Nina Hagens Paradise Cafe in Berlin, re.: Christiane Felscherinow (Christiane F.)

Nina Hagens Paradise Cafe in Berlin right Christiane Felscherinow Christiane F

2013 stellte Christiane Felscherinow ihr Buch "Christiane F. – Mein zweites Leben" vor. Bild: imago stock&people

"Wir Kinder vom Bahnhof Zoo": Was aus Christiane F. wurde

In dieser Woche startete bei Amazon Prime die Serie "Wir Kinder vom Bahnhof Zoo" als Adaption der gleichnamigen Biografie von Christiane Felscherinow. Ihre Geschichte wurde zuvor bereits von Uli Edel kommerziell erfolgreich verfilmt. In ihrem Buch schilderte Christiane F., wie sie als Teenagerin drogenabhängig wurde und ihre Sucht schließlich durch Prostitution finanzierte. Ihre Familie hatte nicht viel Geld und der Alltag war stark geprägt durch den Alkoholismus sowie die Gewalttätigkeit des Vaters.

Da zwei Reporter des Magazins "Stern" auf sie aufmerksam wurden, gelangte Christianes Geschichte an die Öffentlichkeit. Auf eine 12-teilige Artikelreihe folgte schließlich ihr eigenes Buch. Dazu schrieb sie viele Jahre später noch eine Fortsetzung: 2013 erschien das Werk mit dem Titel "Christiane F. – Mein zweites Leben".

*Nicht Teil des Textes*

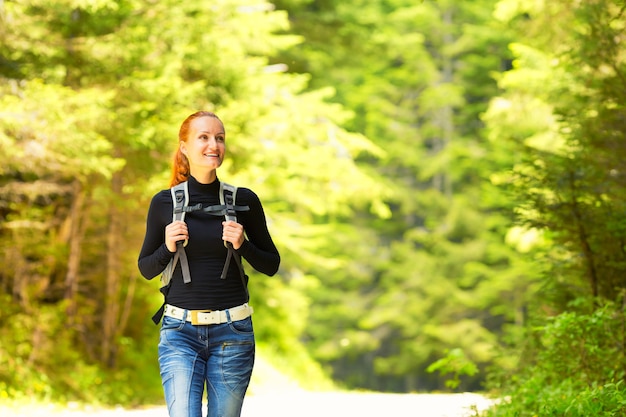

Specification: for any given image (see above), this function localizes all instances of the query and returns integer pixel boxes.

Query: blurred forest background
[0,0,626,416]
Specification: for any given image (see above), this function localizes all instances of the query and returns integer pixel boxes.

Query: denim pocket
[229,317,254,335]
[161,316,185,331]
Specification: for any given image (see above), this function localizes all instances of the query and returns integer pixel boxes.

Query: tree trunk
[65,180,87,322]
[102,172,123,368]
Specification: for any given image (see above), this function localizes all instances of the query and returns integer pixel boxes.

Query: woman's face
[180,116,226,171]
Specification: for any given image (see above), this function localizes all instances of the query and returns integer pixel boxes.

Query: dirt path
[0,390,491,417]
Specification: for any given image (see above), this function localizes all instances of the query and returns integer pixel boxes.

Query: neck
[190,169,217,184]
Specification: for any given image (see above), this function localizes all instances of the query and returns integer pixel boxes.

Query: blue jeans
[159,316,255,417]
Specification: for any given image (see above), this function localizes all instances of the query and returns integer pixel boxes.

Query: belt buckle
[190,310,213,325]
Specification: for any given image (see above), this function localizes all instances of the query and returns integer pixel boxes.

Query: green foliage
[427,349,478,389]
[488,300,626,417]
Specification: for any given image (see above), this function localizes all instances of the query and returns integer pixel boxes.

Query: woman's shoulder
[152,188,172,206]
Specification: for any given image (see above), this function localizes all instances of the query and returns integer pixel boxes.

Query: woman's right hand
[165,220,189,252]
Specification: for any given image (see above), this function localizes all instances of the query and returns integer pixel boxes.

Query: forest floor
[0,359,493,417]
[0,390,492,417]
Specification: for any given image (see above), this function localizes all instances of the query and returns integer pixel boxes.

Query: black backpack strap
[152,181,202,324]
[203,182,250,300]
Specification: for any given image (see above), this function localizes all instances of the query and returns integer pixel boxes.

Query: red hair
[170,111,221,187]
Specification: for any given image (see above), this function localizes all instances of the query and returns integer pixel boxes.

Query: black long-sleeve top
[138,176,280,310]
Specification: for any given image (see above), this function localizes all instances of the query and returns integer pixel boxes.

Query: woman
[139,111,280,417]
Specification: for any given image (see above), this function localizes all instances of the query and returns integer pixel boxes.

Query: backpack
[152,181,250,324]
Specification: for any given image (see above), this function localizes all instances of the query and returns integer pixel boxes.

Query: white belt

So erging es Christiane F. später

In den frühen 80er Jahren versuchte Christiane F. als Sängerin und Schauspielerin Fuß zu fassen, beides jedoch ohne durchschlagenden Erfolg. Über die Jahre hinweg wechselte sie auch mehrmals den Wohnort, machte Station in Griechenland und Amsterdam, bevor sie nach Berlin zurückkehrte.

Season 01 / Episode 03

Jana McKinnon spielt Christiane F. in der Amazon-Serie "Wir Kinder vom Bahnhof Zoo". bild: constantin television/ mike kraus / soap images

1996 wurde ihr Sohn geboren, allerdings verlor Christiane F. im Jahr 2008 das Sorgerecht. 2010 erhielt sie es zurück. Wegen gesundheitlicher Probleme holte sie ihr Kind aber nicht erneut zu sich. 2013 erzählte sie auf der Frankfurter Buchmesse, dass ihr Sohn bei Pflegeeltern lebe.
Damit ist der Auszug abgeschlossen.